Os big riders Garret McNamara e Kealii Mamala encontraram uma forma impressionante de despertar e atenção para o aquecimento global: surfar as ondas causadas pelo derretimento das geleiras no Alasca
Em raro momento de adrenalina controlada, Garrett McNamara estava à toa na vida, no sofá de casa. Então, o amigo filmmaker Ryan Casey chegou, ligou a TV e jogou na tela antigas imagens de ondas formadas pela queda de paredões de gelo no Alasca. Garrett abandonou a leseira e assumiu uma postura alerta: as cenas impressionavam. Bastou uma troca de olhares para ambos concordarem que estavam diante da próxima aventura. “As imagens eram tão bonitas que me hipnotizaram”, lembra McNamara. “Se eu tivesse alguma noção do perigo que aquilo representava, pensaria duas vezes antes de ligar para o meu parceiro de tow-in Kealii Mamala e encarar aquelas geleiras. Foi, de longe, o projeto mais perigoso com que me comprometi na vida”, afirma o surfista. Para ter idéia do que isso significa, basta lembrar que a frase saiu da boca de um big rider havaiano, pós-graduado e doutorado nas ondas mais cabulosas do planeta.

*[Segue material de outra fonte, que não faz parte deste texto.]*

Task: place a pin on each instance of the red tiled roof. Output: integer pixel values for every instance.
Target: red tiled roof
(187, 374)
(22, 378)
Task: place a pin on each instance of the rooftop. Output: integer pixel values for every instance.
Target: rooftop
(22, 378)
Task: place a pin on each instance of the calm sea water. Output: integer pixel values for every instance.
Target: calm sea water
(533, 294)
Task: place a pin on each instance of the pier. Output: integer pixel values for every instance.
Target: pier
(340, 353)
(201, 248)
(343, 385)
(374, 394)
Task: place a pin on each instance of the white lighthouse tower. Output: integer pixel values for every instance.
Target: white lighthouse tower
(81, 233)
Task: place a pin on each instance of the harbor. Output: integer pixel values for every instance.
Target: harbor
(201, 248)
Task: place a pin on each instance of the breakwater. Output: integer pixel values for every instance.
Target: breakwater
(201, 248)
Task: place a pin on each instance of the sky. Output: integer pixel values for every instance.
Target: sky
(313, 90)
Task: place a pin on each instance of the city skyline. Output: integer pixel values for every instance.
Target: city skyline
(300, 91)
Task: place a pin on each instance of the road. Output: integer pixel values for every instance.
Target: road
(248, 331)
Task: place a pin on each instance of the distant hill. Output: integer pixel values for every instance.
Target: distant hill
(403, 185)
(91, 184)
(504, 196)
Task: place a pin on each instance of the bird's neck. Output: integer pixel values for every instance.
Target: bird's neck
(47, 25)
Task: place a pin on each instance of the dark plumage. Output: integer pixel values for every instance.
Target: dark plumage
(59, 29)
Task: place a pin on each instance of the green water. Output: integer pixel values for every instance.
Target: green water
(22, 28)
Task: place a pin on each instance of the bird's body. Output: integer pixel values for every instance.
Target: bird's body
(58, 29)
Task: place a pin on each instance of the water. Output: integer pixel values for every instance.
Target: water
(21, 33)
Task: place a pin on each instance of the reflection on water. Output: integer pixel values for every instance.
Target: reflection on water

O bizarro é que essa, digamos, nova modalidade esportiva tem relação direta com o aquecimento global: com os mares árticos esquentando, a queda de imensas geleiras de 400 pés ficou, infelizmente, mais regular. A medida equivale a 121 m, altura média de um prédio de 40 andares. O que esses caras estavam prestes a fazer era colocar jet ski e prancha logo abaixo desses imensos paredões e esperar até que um dos desabamentos originasse ondas surfáveis. “Resolvemos tirar proveito dessa tragédia ecológica”, analisa o big rider. “Essas geleiras estavam lá desde sempre – e hoje estão sumindo. O surfista é um cara que tem muito contato com a natureza, mas, mesmo que você não se preocupe tanto com o assunto, tente dar pelo menos um Google em ‘global warming’... Leia sobre o que pode fazer para ajudar a minimizar e reparar os danos que temos feito ao meio ambiente. A questão é: se a geleira some, você some! Simples assim”, alerta.
Como não há registros de tentativas anteriores de surf em geleiras, Garrett, Kealii e Ryan inventaram uma preparação de corpo e espírito. A ideia era praticar o esporte na costa sul da Austrália, para ganhar resistência e aperfeiçoar técnica. Além disso, passariam uns dias com a família para diminuir a ansiedade, daí seguiriam para o Alasca para se habituar à paisagem e localizar picos seguros para a queda. O cenário escolhido foi a Chil’s Glacier no rio Cooper, próximo a Cordova, South-Central Alaska. Na mala, o equipamento de surf convencional foi reforçado com um capacete mais resistente, joelheiras e um longjohn para baixas temperaturas – que impediria o surfista de afundar no mar gelado.
DIA D
“A primeira vez que um dos pedaços de gelo explodiu tive vontade de enfiar meu rabo entre as pernas e voltar para casa. Foi péssimo! A geleira caiu de uma forma perigosa – chapada na água, bem perto de nós. Muitos pedaços de gelo foram arremessados contra o jet ski... e depois de tudo isso a onda não quebrou”, lembra. Garrett ficou muito assustado. Olhou para Kealii e disse que não estava disposto a correr aquele risco. Era insanidade demais. Kealii riu: “Aposto que, em poucos dias, você vai me pedir para voltar... Então fica aí mesmo e vamos esperar pelo próximo”. Muitas horas de espera depois, a adrenalina não baixava. A ansiedade tomava conta do corpo e os olhos dos surfistas estavam completamente alerta. Ao redor, pequenos ursos negros, águias e inúmeros salmões raspavam nas pernas prestes a congelar. Foi então que um barulho intenso como o de um trovão quebrou o silêncio. “Era um som tão alto que parecia uma tempestade a caminho. Me senti no meio da guerra do Vietnã!”, exagera Garrett. Em seguida, uma geleira de mais de 100m abriu caminho para uma perfeita onda – três minutos do surf mais belo e perigoso que a dupla já tinha encarado.
“Foi a experiência mais extraordinária da minha vida... É muito difícil a paisagem no oceano variar; as ondas geladas do Alasca tiraram tudo dos eixos.” Faria de novo? “Nesse momento, pensando racionalmente, te diria que não... Mas quando o verão chegar e eu não tiver mais nada pra fazer e estiver deitadão no sofá pensando na vida... Quem sabe?”